Second line: gabapentin>>pregabalin>>propranolol>>clonidine

                    amitriptyline*>>nortriptyline

                    hydroxyzine*>> diphenhydramine

• clonidine for pts with extreme anxiety 0.1mg TID can be pretty effective (BP and adherence and rebound BP issues). Can use 0.1mg patch, can co-treat hypertension
• *DON'T use amitriptyline in EVER elderly b/c of anti-cholinergic effects
• *DON'T use hydroxyzine and diphenhydramine in older adults >65 (people with cognitive impairment). Effects wear off pretty quickly, get tolerant quickly

Another note, BZD is NOT FIRST LINE TX for INSOMNIA (per all professional societies)

First line

All recommend CBTi as first-line treatment for insomnia

VA has a free app, free to download, easy to use, is effective: "CBTi coach"

Free app from the VA

Second line options

• Melatonin: 1-2mg max (long acting)
• Prazosin (if nightmares/trauma or waking startled): 1mg to start, up by 1mg every 4 days, as much as tolerated, stop at 3mg to see again. VA says 12-18 is safe dose (Threlfall maxes out at 8mg). Side effects: orthostasis, sedation, congestion
• Trazodone, low dose, start at 25mg, rarely go about 150mg. Above 200mg getting into anti-depressant range. Can get serotonin syndrome if on SSRI. People don't like hangover effect
• Mirtazapine: more sedating at lower dose 7.5-15mg, above that lose the sedation effect (but keep increased appetite). People when starting mirtazapine can experience heavy sedation during the day for 3-5 days. Try it when that sedation is not going to be too bothersome. Restless legs
• Doxepin: recent study 3-6mg safe and effective in older adults. On Beer's list, anti-cholintergic but at low dose, better safety profile
• Amitriptyline/nortriptyline 

Third line

• Hydroxyzine, diphenhydramine
• Ambien (Zolpidem) or Temazepam if you really need to, particularly if concomitant bipolar disorder

How to initiate BZD:

1. Rare if you ever do

2. Short symptomatic relief 1-2 weeks

3. Get psychiatry consult

4. Make sure you have the conversation with the patient, "This is going to be short term"

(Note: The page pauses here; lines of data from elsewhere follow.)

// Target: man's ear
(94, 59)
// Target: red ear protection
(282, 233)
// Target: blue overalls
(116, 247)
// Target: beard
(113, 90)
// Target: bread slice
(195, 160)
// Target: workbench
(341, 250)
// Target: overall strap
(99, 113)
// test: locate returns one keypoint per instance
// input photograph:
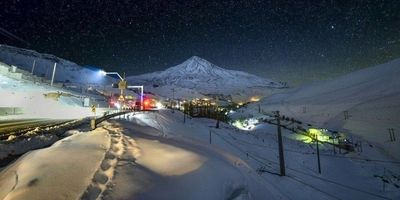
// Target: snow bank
(62, 171)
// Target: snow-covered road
(129, 161)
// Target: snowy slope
(365, 103)
(199, 75)
(66, 70)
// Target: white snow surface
(157, 156)
(203, 78)
(66, 70)
(370, 97)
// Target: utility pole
(54, 72)
(217, 125)
(281, 158)
(33, 66)
(184, 112)
(319, 162)
(210, 136)
(173, 100)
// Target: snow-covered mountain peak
(196, 65)
(200, 76)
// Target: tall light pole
(54, 73)
(104, 73)
(33, 66)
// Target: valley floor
(158, 156)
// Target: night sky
(262, 37)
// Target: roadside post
(93, 121)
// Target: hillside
(364, 103)
(66, 71)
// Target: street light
(104, 73)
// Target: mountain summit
(201, 76)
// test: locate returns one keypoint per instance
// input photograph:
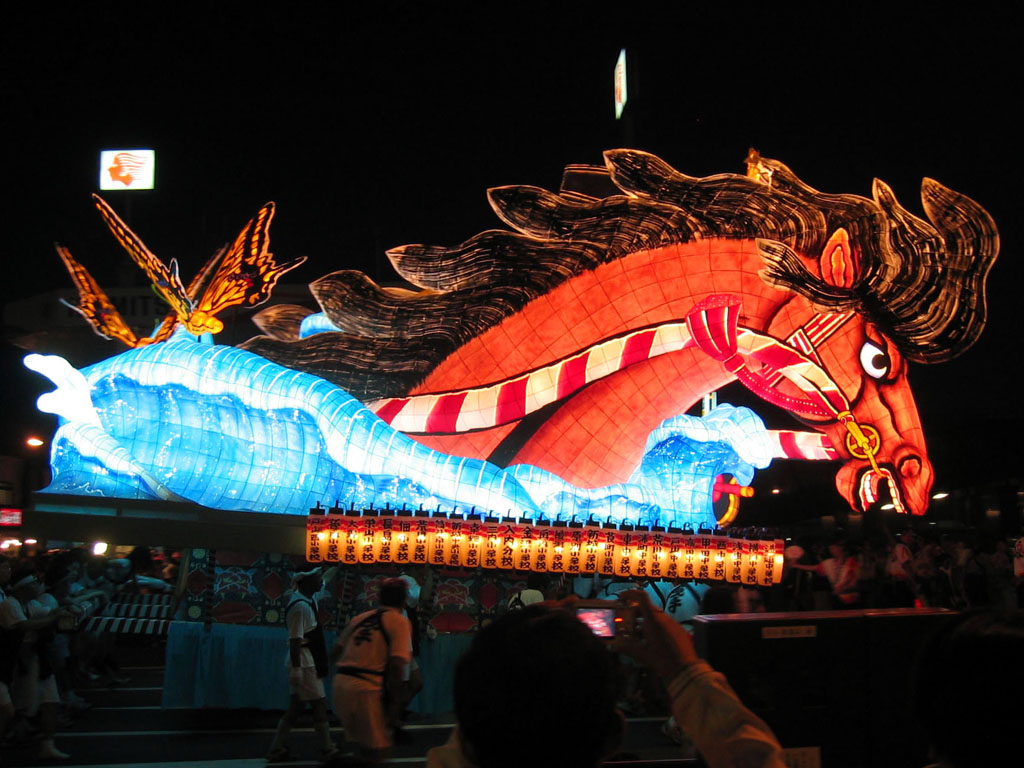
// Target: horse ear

5. Be very clear about the risks

6. Discuss exit strategies (taper, switch)

7. Be the only prescriber

8. Document failure of other trials of meds

9. CURES, urine drug screen

10. BZD treatment agreement if going more than 2 weeks

Use these only Total Daily Dose (TDD): Lorazepam 2mg TDD, Clonazepam 1.5 TDD, Diazepam (he doesn't like, people seek out the effect, 15mg TDD), Temazpeam 30mg TDD

There is evidence that if patients are informed of the risks of BZD, they want off them. In one study in which pharmacy sent patients taking BZD information on the risks of BZD: 62% self-started BZD taper, 21% were completely off at 6 month follow-up. Give people the opportunity to get off with education, encouragement and support. 

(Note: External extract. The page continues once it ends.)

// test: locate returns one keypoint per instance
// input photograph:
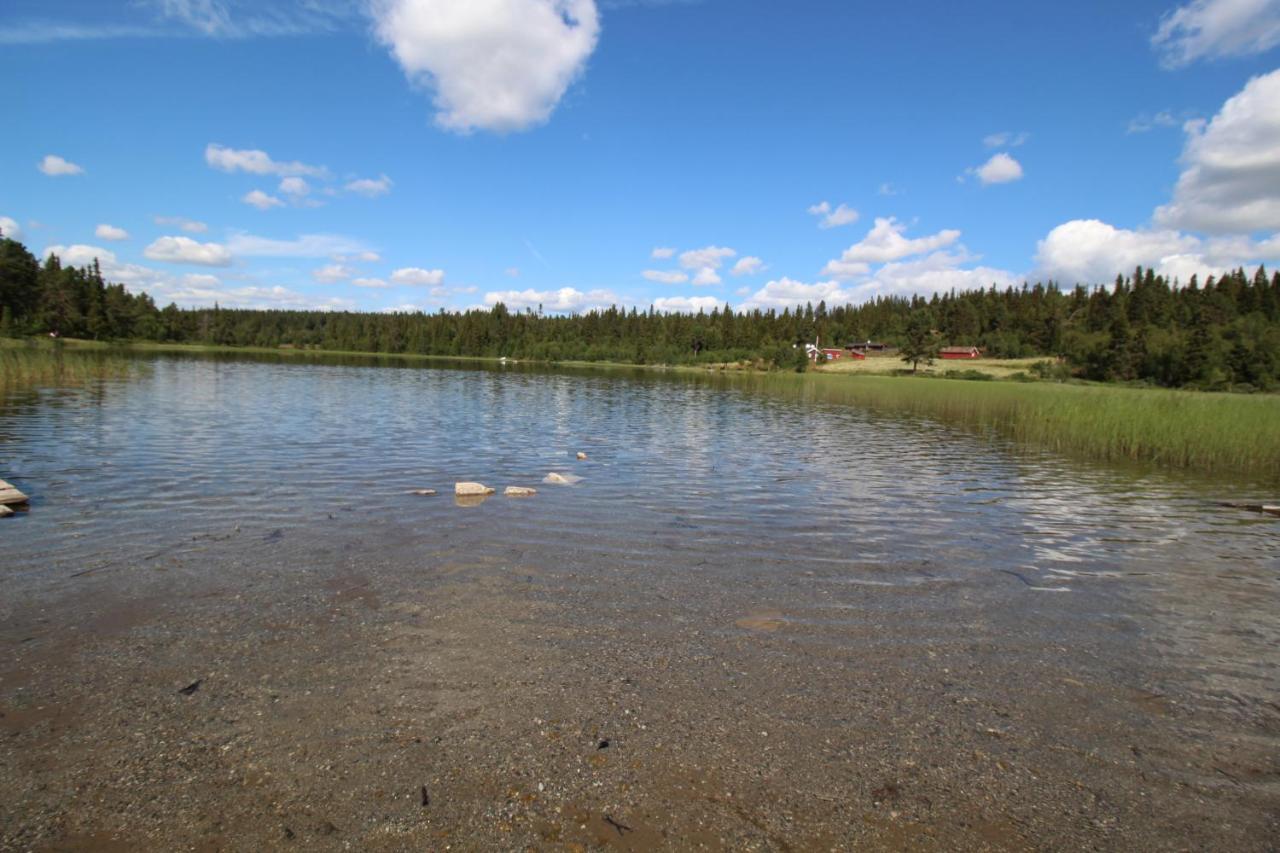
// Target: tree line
(1221, 333)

One final note, getting people off BZD is not not without risk. In fact, there is new evidence that there is real risk in discontinuing BZD. When people are taken off BZD, they die more, fall more, go to the hospital more, have more suicide attempts and non-fatal overdoses. We have to pay attention to the effects of long-term BZD on their neurophysiology. When people are really attached, get them on the lowest dose possible. And don't use them every day -- intermittent use is MUCH safer than chronic use. 

Tapering is a team-based approach. Use your nurse, your MA, a colleague, behavioral health. Don't start right away. Establish relationship. You ARE the medicine in the room. Establish that before making any changes. It goes a long way.